It took one hour Thursday for an Allen County jury to convict Thomas Jackson.
Jackson, 41, was convicted of murder and using a firearm in the commission of an offense in the Aug. 9 death of Angel May Carter, 19, at Rodeway Inn on Goshen Road. A murder charge in Indiana carries between 45 and 65 years in prison with up to an additional 20 years for the firearm enhancement charge.
Surveillance video from the Rodeway Inn showed Jackson around 4 a.m. on Aug. 9 knocking on the door to his room and then backing away, pointing a gun while he waited for someone to answer.
When Carter didn't open up, he returned to the front desk to get a key and used it to enter the room he and Carter shared, video showed.
Shortly thereafter, Carter followed him out of the door and fell to the ground, the video showed.
What really angered the family was Jackson's apparent flippant attitude.
“They show her walking out and falling and him just walking away,” said Samantha Carter, her stepmother and wife to Carter's father, Michael. “He didn't even know she was behind him.”
He returned quickly to gather some belongings, Samantha Carter said, and then walked by her, “flipping her hair over” to see if she was dead.

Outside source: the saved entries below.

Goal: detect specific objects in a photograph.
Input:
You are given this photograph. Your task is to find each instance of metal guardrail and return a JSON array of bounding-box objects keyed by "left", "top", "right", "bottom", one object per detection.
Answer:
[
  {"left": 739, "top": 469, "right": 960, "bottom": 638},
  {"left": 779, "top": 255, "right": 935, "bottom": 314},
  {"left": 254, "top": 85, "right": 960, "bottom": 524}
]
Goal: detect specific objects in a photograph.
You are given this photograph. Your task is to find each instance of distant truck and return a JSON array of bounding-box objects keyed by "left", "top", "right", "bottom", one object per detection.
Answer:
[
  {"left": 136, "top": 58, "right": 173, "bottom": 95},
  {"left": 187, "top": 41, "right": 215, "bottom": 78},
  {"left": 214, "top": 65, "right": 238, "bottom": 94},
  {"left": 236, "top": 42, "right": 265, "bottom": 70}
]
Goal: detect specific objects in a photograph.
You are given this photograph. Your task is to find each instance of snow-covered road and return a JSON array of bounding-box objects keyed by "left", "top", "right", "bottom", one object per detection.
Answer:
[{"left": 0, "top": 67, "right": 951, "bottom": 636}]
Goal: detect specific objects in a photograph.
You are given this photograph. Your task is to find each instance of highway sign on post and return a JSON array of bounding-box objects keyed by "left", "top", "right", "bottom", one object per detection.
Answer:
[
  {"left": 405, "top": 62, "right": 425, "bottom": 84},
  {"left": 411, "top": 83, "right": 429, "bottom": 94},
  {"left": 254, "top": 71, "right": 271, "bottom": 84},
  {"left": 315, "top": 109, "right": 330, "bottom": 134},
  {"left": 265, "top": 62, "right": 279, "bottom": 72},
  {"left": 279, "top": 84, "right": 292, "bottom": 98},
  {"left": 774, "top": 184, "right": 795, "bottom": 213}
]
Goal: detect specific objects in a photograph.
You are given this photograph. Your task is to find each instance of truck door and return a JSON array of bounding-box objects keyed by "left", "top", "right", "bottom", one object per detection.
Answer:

The video and autopsy photos were part of a three-day Allen Superior Court trial the victim's family endured this week, followed by nearly a year of whys.
Samantha Carter and her husband praised the prosecution that presented a case “that (there) was no way you could second-guess what happened,” she said. But the couple is afraid Jackson will come back to appeal the case.
Police arrested Jackson on Aug. 27 from a tip that he was hiding out in a house on North Wells Street. U.S. marshals, aiding the Fort Wayne homicide unit, picked him up as he was in a car traveling south on Wells in the heart of the commercial district.
Samantha Carter said her questions to Jackson are: “If you claim you're innocent, why did you run? If you loved her, then why did you do it? It all comes back to the main question of why?”
Jackson and Angel May Carter had been dating for about nine months, but that night, texts revealed an ongoing heated argument where Angel May constantly told Jackson “to go sleep it off,” Samantha Carter said.
Jackson, originally from Mississippi, lived in Chicago before moving to Fort Wayne about a year before the shooting death.
The Carters believe Angel May was trying to break up with Jackson. “It was one of those things where I often asked her why and she goes, 'because I think I can make him love people and love me.' She thought of him as a lost puppy she could fix and there was no fixing him,” Samantha Carter said.
Nevertheless, the family included Jackson on trips and family cookouts at their home, she said.
“At the same time, something never felt quite right, like there was something he wasn't allowing anyone to know,” she said.
At the time of the slaying, Detective Sgt. Tim Hughes, head of Fort Wayne homicide, called the death “brutal and cold-blooded” and noted that Jackson left the room with Angel May's dog, Oreo.
Angel May was laid to rest at Covington Memorial Gardens while family raised money for a headstone. A memorial tree for her was planted at Bob Arnold Northside Park because that was where she played Wildcat baseball.
“A lot of times, we'd hang out there. As she got older, she'd go up there and go swimming,” Samantha Carter said.
Jackson's sentencing is scheduled for 3 p.m. July 30.